I want a wife I can love ____ for the rest of my life
I want a copy of this that I can look at ____ whenever I want.
That diamond would really be something to have ____ if you wanted to attract thieves.
This would be a useful goal to aim at ____ .
Peace of mind is a wonderful thing to have ____.
That Rembrandt is a wonderful thing to gaze at ____.

What these examples show is that in some kinds of sentence you are required to have a missing noun phrase. We're talking about whether or not you can leave it out in a context where it would normally be permitted.

That doesn't mean I was right about have. I wasn't, as email correspondents and bloggers have been jumping all over me to show. Keith Ivey sent me by email a Googled sentence, The world we live in is a world of those who have and those who don't, which seems fine. And Jonathan Mayhew offers an attested example, from Billie Holliday's "God bless the child": Mama may have, papa may have / But God bless the child that's got his own. Douglas Davidson points out that the Bible also says For he that hath, to him shall be given: and he that hath not, from him shall be taken even that which he hath, and he is quite right, it doth. Language Hat emailed me to point out that there is a book by Ernest Hemingway entitled To Have and Have Not. All in all, that pretty much does it for have.

Sasha Albertini suggested give and take might be obligatorily transitive, but I don't think so: The trouble with you is that you know how to take but you have no idea how to give.

Still, there may be some verbs that are. Adam Albright proposes a list that are about as solid as I can imagine coming up with. He doubts that an implicit objects would ever sound good with any of these verbs:

attain, attribute, cause, comport, delineate, depict, eclipse, impute, induce, portray, predecease, resemble, squelch, subsume, supercede, utter

The nice thing about this little puzzle is that it is highly empirical: you can always find one of your conjectures is blown away completely by a single counterexample. I once thought abandon was a solid case, and then I leafed through a copy of Atlantic Monthly at an airport bookstall one day in the 1990s when Newt Gingrich was threatening his Contract With America, and I read that the conservatives in the Congress were implacably devoted to the destruction of bloated Federal programs of expenditure: "Where necessary, we must not merely revise, we must abandon." I put the magazine back on the rack and got on the plane knowing that I couldn't cite abandon as strictly transitive any more. And as Adam says:

I also thought "await" might be one, but then I discovered this quote from T.H. White's "Once and Future King":

"There is nothing," said the monarch, "except the power which you pretend to seek: power to grind and power to digest, power to seek and power to find, power to await and power to claim, all power and pitilessness springing from the nape of the neck."

This is a lovely example of a genuine context in which plenty of transitive verbs could be coerced into occurring without their usual objects.
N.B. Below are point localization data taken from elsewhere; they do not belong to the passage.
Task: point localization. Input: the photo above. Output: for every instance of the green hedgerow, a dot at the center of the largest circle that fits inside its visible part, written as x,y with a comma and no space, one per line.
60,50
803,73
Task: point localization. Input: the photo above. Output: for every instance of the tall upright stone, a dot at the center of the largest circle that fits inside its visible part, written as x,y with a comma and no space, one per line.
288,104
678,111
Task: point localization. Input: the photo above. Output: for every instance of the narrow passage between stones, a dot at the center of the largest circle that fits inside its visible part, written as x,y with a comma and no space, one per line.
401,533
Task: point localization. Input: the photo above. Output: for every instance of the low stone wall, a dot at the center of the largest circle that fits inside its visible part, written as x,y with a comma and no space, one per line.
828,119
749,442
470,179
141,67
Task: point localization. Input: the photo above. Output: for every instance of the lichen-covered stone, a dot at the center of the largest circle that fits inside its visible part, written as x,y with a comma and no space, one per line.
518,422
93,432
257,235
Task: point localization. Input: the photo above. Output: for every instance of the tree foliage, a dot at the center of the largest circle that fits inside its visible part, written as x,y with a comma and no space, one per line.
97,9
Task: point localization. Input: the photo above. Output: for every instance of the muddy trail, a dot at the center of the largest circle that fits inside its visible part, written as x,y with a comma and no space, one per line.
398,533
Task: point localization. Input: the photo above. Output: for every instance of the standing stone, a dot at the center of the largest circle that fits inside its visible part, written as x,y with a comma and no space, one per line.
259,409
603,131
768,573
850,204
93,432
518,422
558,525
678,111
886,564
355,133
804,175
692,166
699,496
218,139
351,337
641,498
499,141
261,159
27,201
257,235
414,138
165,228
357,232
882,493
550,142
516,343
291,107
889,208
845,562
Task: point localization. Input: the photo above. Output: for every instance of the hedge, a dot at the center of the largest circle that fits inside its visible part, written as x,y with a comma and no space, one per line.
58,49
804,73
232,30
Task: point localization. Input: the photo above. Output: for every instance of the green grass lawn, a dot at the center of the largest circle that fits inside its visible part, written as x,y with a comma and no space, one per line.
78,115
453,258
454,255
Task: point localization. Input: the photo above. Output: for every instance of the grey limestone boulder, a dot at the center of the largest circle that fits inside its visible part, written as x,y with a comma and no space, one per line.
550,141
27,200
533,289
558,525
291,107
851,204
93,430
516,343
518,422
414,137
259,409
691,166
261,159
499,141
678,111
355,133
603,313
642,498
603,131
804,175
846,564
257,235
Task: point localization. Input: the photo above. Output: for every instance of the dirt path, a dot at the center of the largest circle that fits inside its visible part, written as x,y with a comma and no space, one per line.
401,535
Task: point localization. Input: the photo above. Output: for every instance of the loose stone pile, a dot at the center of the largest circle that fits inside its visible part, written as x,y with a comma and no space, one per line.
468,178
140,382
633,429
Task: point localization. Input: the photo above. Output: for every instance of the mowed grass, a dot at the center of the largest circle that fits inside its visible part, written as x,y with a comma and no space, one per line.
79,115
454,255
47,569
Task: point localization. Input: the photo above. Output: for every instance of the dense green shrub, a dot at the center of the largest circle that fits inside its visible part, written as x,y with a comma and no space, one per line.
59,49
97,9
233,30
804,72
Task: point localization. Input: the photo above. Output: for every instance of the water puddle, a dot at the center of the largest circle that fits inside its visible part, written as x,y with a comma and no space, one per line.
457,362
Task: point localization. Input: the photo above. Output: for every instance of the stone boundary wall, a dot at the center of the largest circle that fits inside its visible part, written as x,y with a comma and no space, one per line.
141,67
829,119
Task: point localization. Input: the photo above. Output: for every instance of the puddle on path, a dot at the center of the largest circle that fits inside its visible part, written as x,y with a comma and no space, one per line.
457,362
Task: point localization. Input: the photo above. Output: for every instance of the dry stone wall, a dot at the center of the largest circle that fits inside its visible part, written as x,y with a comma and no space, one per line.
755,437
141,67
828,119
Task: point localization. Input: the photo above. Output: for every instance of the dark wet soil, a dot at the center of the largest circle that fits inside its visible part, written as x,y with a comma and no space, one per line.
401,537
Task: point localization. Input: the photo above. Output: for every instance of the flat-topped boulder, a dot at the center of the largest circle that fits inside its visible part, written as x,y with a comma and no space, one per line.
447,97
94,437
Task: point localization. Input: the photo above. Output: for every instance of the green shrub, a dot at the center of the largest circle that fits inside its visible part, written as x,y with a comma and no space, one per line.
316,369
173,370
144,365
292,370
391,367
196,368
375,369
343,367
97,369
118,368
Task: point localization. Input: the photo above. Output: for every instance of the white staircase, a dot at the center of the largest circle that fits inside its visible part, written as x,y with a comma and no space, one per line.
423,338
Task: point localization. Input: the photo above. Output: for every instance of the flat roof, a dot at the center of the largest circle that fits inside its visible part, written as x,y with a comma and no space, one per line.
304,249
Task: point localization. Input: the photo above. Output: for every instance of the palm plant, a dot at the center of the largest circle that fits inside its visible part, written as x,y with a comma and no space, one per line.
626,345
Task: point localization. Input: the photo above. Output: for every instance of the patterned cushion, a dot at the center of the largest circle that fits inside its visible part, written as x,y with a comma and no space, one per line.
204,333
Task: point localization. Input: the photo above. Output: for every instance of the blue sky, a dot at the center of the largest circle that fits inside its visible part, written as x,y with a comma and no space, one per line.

And a similar case could readily be imagined that would remove several of the verbs on Adam's list above:

If you want to be an artist, it is not enough just to splosh paint around; before your abstractions can mean anything you must first study representational art — you must learn how to delineate, to portray, to impute, to depict.

I think that is convincingly grammatical (not that it's a genuine citation: sometimes a syntactician cannot Google, but must invent). As yet I am not able to see it as likely that objectless occurrences will be found for attain, attribute, cause, comport, eclipse, induce, keep, predecease, resemble, squelch, subsume, supercede, or utter. But who knows? It may merely be that I lack the necessary imagination and haven't yet spotted cases that are out there somewhere in textland waiting to be Googled up.